La transgresión que representa la participación de las mujeres en el terrorismo se deriva de una distinción estereotipada de lo masculino y lo femenino, y de la asociación casi exclusiva de la violencia con los hombres. Herman señala tres estereotipos sexistas que han llevado a la perpetuación de tal creencia:
First, that women are apolitical; second, that the division of labor between men and women is based on physical differences in the ability of men and women to undertake certain acts; and third, that a woman’s primary purpose and function is to be a mother and a wife rather than having an individual identity of her own (Herman, 2009, p. 262).
Este monográfico se articula en torno a manifestaciones y prácticas no organizadas de crítica a las normas políticas, sociales y de género. El proyecto recoge en su totalidad planteamientos y experiencias que han quedado borrados u olvidados en los tradicionales relatos políticos, sociológicos e historiográficos sobre diversas actividades, al reproducir una imagen exclusivamente masculina del activista político. Este artículo, en particular, muestra las formas en las que la transgresión de la militancia y el activismo de mujeres en la organización terrorista ETA fue interiorizada y expuesta por parte del estamento político y de los medios de comunicación. Y lo hace centrándose en dos figuras paradigmáticas: Dolores González Catarain, Yoyes, e Idoia López Riaño, la Tigresa.

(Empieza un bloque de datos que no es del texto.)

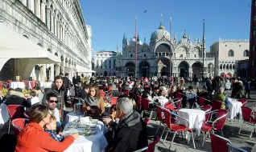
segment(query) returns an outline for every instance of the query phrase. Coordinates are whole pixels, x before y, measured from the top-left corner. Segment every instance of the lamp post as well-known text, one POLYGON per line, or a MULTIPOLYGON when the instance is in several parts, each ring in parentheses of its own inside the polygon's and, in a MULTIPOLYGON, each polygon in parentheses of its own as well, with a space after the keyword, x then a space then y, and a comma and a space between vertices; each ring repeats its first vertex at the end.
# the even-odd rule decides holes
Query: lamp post
POLYGON ((137 16, 135 18, 135 78, 137 78, 137 16))
POLYGON ((202 45, 202 49, 203 49, 203 68, 202 68, 202 79, 204 81, 204 19, 203 20, 203 45, 202 45))
POLYGON ((170 57, 170 77, 171 76, 171 17, 170 18, 170 53, 169 53, 169 57, 170 57))

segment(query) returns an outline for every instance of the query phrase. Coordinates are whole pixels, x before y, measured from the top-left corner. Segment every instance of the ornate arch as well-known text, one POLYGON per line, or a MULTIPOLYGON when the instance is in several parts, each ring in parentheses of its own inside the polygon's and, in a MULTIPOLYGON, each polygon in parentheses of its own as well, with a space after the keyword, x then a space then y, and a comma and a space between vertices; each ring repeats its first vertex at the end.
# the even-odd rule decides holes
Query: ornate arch
POLYGON ((43 48, 43 43, 42 42, 38 42, 37 45, 43 48))
POLYGON ((27 38, 29 40, 31 40, 31 36, 28 34, 27 34, 27 33, 23 34, 23 36, 27 38))
POLYGON ((229 50, 228 53, 229 57, 233 57, 234 56, 234 52, 233 50, 229 50))

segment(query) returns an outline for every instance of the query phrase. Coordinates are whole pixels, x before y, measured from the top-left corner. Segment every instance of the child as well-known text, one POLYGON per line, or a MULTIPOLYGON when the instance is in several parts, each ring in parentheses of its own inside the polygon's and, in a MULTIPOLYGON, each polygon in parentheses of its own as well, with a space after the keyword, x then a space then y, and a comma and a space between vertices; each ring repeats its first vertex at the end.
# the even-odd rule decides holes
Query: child
POLYGON ((51 137, 58 142, 62 142, 64 139, 62 133, 59 133, 59 134, 56 133, 56 118, 53 115, 51 115, 50 123, 44 126, 44 130, 49 133, 51 137))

El pensamiento binario de género y la reproducción dicotómica de los estereotipos son visibles en las maneras en que se imaginan las mujeres terroristas; son percibidas como criaturas crueles y frías sin sentimientos humanos o como simples acompañantes de sus amantes masculinos, lo que supone una diferencia cualitativa en la apreciación social y política cuando es una mujer la que comete un acto violento. Laura Sjoberg y Caron Gentry describen en la siguiente cita las narrativas más comunes para caracterizar las mujeres en actividades violentas:
Women engaged in proscribed violence are often portrayed either as ‘mothers’, women who are fulfilling their biological destinies; as ‘monsters’, women who are pathologically damaged and are therefore drawn to violence; or as ‘whores’, women whose violence is inspired by sexual dependence and depravity (Sjoberg y Gentry, 2007, p. 12).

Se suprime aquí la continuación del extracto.